Isla breathed in and out, trying to focus her energy to the sky. She had one of the metal-tipped blades in her belt. With a shot of power, she might be able to take one of the beasts out. Just as she was about to try, a drek dipped low, and she was knocked off Lynx with the force of its wings. She hit the ground, and the air was stolen from her lungs.

Lynx lunged for her but was immediately surrounded by Nightshades. She gasped for breath, watching helplessly as he was surrounded in shadows.

No.

Two figures came crashing down from the sky. Ciel and Avel.

Relief rained down her spine. “Thank you,” she croaked as Ciel reached a hand to help her up.

Even now, they were still watching out for her. Even—

Ciel’s kind face twisted in shock as a drek’s talon went clean through his stomach.

Avel’s scream shattered the world. She rushed to catch her twin in her arms, her hands shaking as she tried to keep all the parts that were falling from him together.

No. With a roar, she turned the drek to ash. She fished in her pockets for one of her last remaining vials of Wildling healing elixir. She poured it all over Ciel’s injury, hand shaking.

It was too late.

His eyes were cold and unblinking.

Avel cradled her brother in her arms and screamed. This was her fault. Ciel was trying to help her.
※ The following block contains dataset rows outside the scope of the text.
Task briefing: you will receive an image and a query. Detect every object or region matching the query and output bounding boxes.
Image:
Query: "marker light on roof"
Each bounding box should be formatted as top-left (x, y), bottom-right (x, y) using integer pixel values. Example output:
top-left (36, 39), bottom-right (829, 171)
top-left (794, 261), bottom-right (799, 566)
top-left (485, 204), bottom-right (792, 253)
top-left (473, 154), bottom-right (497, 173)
Dreks landed all around, tearing limbs.

“You need to get up,” Isla told Avel. “They’re going to—they’re going to—”

She refused. She cradled her brother and wouldn’t even look at her. Tears swept down Isla’s face as she created a small dome of Starling energy around them both, hoping it would hold.

She heard a growl. Lynx. He was fighting off too many soldiers. Isla gathered her power and raged against all of them, until they were nothing but dust.

Her energy was drained. She fell to her knees, and Lynx shielded her with his body.

Through his legs, Isla watched, helpless, as death drowned everything around her. The dreks were endless. Grim must have made more.

It was just like her coronation. Limbs being torn. Screams turning to silence. Bodies fell from the sky more than dreks did. The flight force had been reduced to just a few units.

They didn’t stand a chance.

The island would fall. Oro would die. She would die.

A deafening roar sounded across the Mainland. Even the Nightshades stood still. They watched as a serpent with its jaw pulled all the way open swept across the land, swallowing all the Nightshades in its path.

The serpent-woman. She came. She stood on her massive tail and picked dreks off from the sky, stabbing them through with her fangs.

The dreks attacked the serpent, but their talons could not penetrate her scales. The storm Azul had created kept the dreks flying low, and she took out a dozen in a few seconds, hitting them with her tail, piercing them with her teeth.

Oro fought nearby, charring the skies with his flames. Zed sped through multiple dreks. Enya was a phoenix, fire-wings curling behind her as she fought.

It still wasn’t enough.

Isla looked around. The dead were everywhere, from both sides. Grim still hadn’t revealed himself, but this had to be put to an end.

Lynx helped her onto his back, and they raced across the Mainland, passing battling Vinderland, and Remlar, who had been fighting near the woods. He brought dreks down with the smallest movements. They shared a look.

The forest flew by in a flash, and then she was at the bridge. She slid off Lynx.

He would come to meet her. She knew he would. Isla waited for minutes, wincing as she heard the battle raging, willing Grim to come find her.

When more minutes passed, she almost pulled her necklace. Then, the woods filled with shadows.

At once, the bridge was blocked by a new wave of the Nightshade army.

They drew their shadows. They were everywhere.

A howl broke the air in half.

“Even think about touching her, and I’ll kill you,” a voice said. Steps sounded behind her. “Hello, heart.”